Friday, November 23, 2007

Black Friday, part one

In the world of retail sales, the day after Thanksgiving is commonly referred to as "Black Friday." It's the day on which many retailers get into the positive, or "black ink," side of the accounting ledger, due to the post-Turkey Day shopping boom.

Here at SSTOL, we're dubbing today (and one week from today, also) "Black Friday" for a different reason. For the next two Comic Art Fridays, we're going to focus on the importance of black ink in the world of comic art.

Specifically, we're showcasing four recently commissioned works by one of our favorite inking specialists, artist par excellence Bob Almond. Bob was also gracious enough to consent to an e-mail interview about these projects, excerpts from which we'll include as we go along.

So, in the words of the Black-Eyed Peas (keeping the "black" theme going), "Let's get it started."

DC Comics artist Matthew Clark — he's drawn such acclaimed series as Batman and the Outsiders, Wonder Woman, and The Adventures of Superman — drew this lush, graceful pinup of Ms. Marvel on a commission earlier this year.

Here's the same drawing, after embellishment in ink by Bob Almond.

Comic Art Friday asked Bob:
What challenges do you face in inking an artist with a fine line like Matthew Clark's? Are there artists whose line is less or more difficult for you to interpret, and if so, why?
Mr. Almond replied:
Some pencilers are very careful to include all line weights in their drawing; some others, not so much. Matthew fits into the former category. It was very clear that he was implying that many of the lines would be super-thin; in fact, I could barely make out some of those lines (they didn't show up in my photocopy of the pencils). But I love the extreme range and delicate approach to the work.

Some artists fit in the latter category, so you don't always know what they're looking for.
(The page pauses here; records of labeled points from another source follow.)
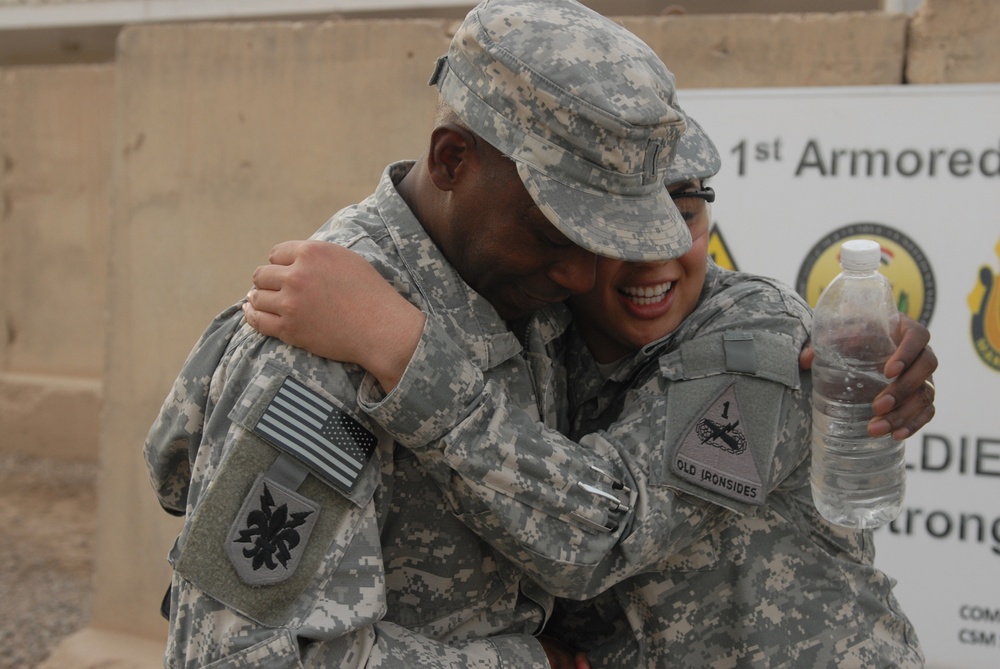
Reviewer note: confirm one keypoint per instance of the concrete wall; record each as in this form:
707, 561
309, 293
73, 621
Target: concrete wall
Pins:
55, 175
219, 140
It means that, as the inker, I need to structure the line weights as I see fit.

I enjoy both approaches. The first is a challenge to try to simulate the graphite lines in ink, to capture what the artist intends, while the second group allows me freedom to try different things.
The other single-character pinup in this quartet of commissions was this Wonder Woman sketch by Brazilian artist Al Rio. As mentioned previously on Comic Art Friday, this was Al's preliminary drawing for his contribution to Wonder Woman Day 2007, a benefit for women's shelters and domestic violence awareness.

Bob Almond finished Rio's sketch in ink, resulting in the pinup you see below.

Bob and I have done nearly two dozen commission projects together. At various times, we've had occasion to discuss the raw materials involved — in particular, the widely varying grades of art paper used by different pencilers. I asked Bob:
Talk a little about the challenge of inking on different types of art board — a moving target that an inker constantly faces.
Here's Mr. Almond's take:
I rarely have a problem with lesser-quality boards since I don't use quills much at all, and bleeding is a factor mostly with pen usage.

Sometimes, the pencils won't erase well off the finished work (but the ink, sadly, will). And if I need to use a frisket sheet to cover up areas while I spatter ink over other selected areas, sometimes when I lift the 'low-tack' sheet, it will lift some of the artwork with it.

All you can do is be prepared, and roll with the punches.
We'll feature two more projects from the Almond inkwell, along with more commentary from Bob, next week.

That's your Comic Art "Black Friday." If you're headed to your nearby mall or Mart (either Wal- or K-) today, be careful out there. Those bargain hunters can be bull-goose loco.